A GOP lawmaker took to the House floor to say Bloomberg risks the safety of his daughter by trying Khalid Sheikh Mohammed in NYC. Andrew Cohen on what the Timothy McVeigh trial teaches about bringing mass murder to court.
Echoing back from the government’s announcement last Friday that Khalid Sheikh Mohammed would be coming to New York City for a civilian trial was the sound of fierce public debate over whether the biggest murder case in American history would be held in Manhattan after all. Constitutionally speaking, how in the world can the most important terrorist America has captured since September 11, 2001, get an “impartial” trial blocks from where the Twin Towers fell?
Article III of the Constitution and the Sixth Amendment both tell us that federal criminal trials like Mohammed’s are to be held in the state and district “wherein the crime shall have been committed.” So New York (the location of the World Trade Center); Pennsylvania (where Flight 93 met its end), and; Virginia (where Flight 77 flew into the Pentagon) were the three options available to federal authorities. That they chose the Southern District of New York is no great surprise.

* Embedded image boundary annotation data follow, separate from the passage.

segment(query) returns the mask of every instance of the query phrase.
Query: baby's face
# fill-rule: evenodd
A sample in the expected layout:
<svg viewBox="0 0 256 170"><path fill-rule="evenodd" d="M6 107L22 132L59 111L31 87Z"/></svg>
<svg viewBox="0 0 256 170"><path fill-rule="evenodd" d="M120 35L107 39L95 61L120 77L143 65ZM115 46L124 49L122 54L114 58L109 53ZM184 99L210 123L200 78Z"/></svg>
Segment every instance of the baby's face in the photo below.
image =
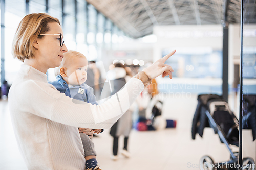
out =
<svg viewBox="0 0 256 170"><path fill-rule="evenodd" d="M68 84L81 85L87 79L87 67L88 62L86 58L79 57L73 59L67 68Z"/></svg>

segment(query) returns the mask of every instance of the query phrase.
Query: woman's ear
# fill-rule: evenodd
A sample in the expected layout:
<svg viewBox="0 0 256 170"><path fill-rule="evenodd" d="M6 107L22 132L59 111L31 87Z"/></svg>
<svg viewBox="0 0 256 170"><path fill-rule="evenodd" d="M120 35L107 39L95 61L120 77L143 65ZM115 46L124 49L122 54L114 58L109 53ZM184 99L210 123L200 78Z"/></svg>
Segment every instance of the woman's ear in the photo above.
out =
<svg viewBox="0 0 256 170"><path fill-rule="evenodd" d="M37 38L36 38L33 42L33 46L36 50L39 48L38 42L37 41Z"/></svg>
<svg viewBox="0 0 256 170"><path fill-rule="evenodd" d="M59 69L59 74L62 77L67 77L67 68L65 67L61 67Z"/></svg>

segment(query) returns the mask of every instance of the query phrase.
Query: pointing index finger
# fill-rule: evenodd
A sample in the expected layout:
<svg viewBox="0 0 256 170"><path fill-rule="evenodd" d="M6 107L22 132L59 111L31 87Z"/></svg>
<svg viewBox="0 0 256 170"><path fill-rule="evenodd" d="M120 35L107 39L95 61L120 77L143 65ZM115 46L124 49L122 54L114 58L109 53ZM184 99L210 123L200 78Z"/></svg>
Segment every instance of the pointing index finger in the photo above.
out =
<svg viewBox="0 0 256 170"><path fill-rule="evenodd" d="M164 57L162 58L161 59L161 60L163 62L163 63L165 63L165 61L166 61L166 60L168 60L168 59L169 58L170 58L170 56L172 56L172 55L173 55L176 52L176 50L174 50L172 52L170 52L170 53L168 54L167 55L166 55Z"/></svg>

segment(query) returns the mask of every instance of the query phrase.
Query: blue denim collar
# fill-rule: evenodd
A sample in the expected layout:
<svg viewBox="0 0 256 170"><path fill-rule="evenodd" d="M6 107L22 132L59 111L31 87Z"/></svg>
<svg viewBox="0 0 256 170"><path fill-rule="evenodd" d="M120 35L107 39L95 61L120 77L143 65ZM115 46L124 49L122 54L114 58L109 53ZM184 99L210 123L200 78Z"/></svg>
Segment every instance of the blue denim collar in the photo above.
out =
<svg viewBox="0 0 256 170"><path fill-rule="evenodd" d="M68 83L67 83L66 81L65 81L64 79L63 79L62 77L61 77L61 76L60 76L60 75L57 75L57 76L56 77L56 79L57 79L57 81L59 83L60 83L60 84L61 84L61 86L65 88L67 88L69 87Z"/></svg>

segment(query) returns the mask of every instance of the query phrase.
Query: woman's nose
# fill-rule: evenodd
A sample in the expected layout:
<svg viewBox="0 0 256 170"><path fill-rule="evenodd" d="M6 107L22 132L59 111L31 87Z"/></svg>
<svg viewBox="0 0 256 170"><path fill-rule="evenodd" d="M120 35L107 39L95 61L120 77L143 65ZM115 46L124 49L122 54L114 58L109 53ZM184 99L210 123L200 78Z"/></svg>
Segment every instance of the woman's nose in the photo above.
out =
<svg viewBox="0 0 256 170"><path fill-rule="evenodd" d="M63 46L61 48L61 51L64 52L67 52L68 51L68 48L67 48L67 47L65 45L65 44L63 44Z"/></svg>

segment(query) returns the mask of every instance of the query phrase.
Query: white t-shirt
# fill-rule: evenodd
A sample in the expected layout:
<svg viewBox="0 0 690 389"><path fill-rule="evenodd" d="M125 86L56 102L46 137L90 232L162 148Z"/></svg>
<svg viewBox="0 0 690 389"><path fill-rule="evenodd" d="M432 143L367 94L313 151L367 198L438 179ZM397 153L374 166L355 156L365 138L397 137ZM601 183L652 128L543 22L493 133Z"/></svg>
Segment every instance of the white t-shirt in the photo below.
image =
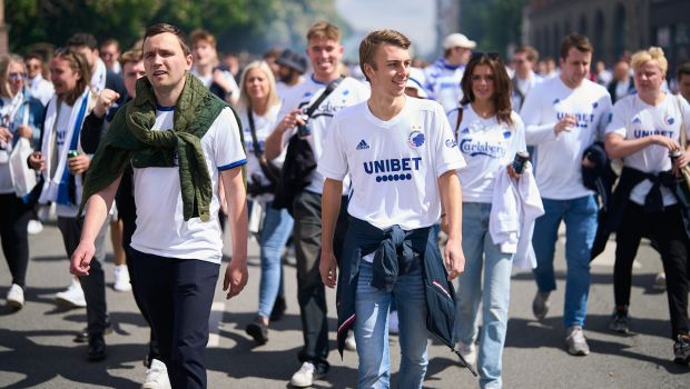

By the time the indictment comes out, no one in history will have ever faced as many murder counts relating to the most televised mass death in the history of the world.
It would be great if that ended the discussion. But the law is rarely that simple. The Supreme Court has long held that the due process clause of the Fifth Amendment, which guarantees fundamental fairness at trial, can trump the trial locations provided for by the Sixth Amendment and Article III. And the justice system has created “change of venue” motions for cases, like this one, where the conflict between the government’s interest in seeing trials where crimes occur and a defendant’s interest in not getting railroaded by a community.
Unless Mohammed represents himself—he tried to during his tribunal case down at Guantanamo Bay, Cuba—we almost certainly will see a “change of venue” request by the attorneys selected to represent the man the New York tabloids had long labeled the Face of Evil. These lawyers will be able to point to millions of pieces of evidence suggesting that pre-trial prejudice, bias, and prejudgment against Mohammed is persistent, profound, and almost primal in its nature. It’s been a long time since a country went to war over a crime but America launched two wars in the wake of Mohammed’s alleged crime.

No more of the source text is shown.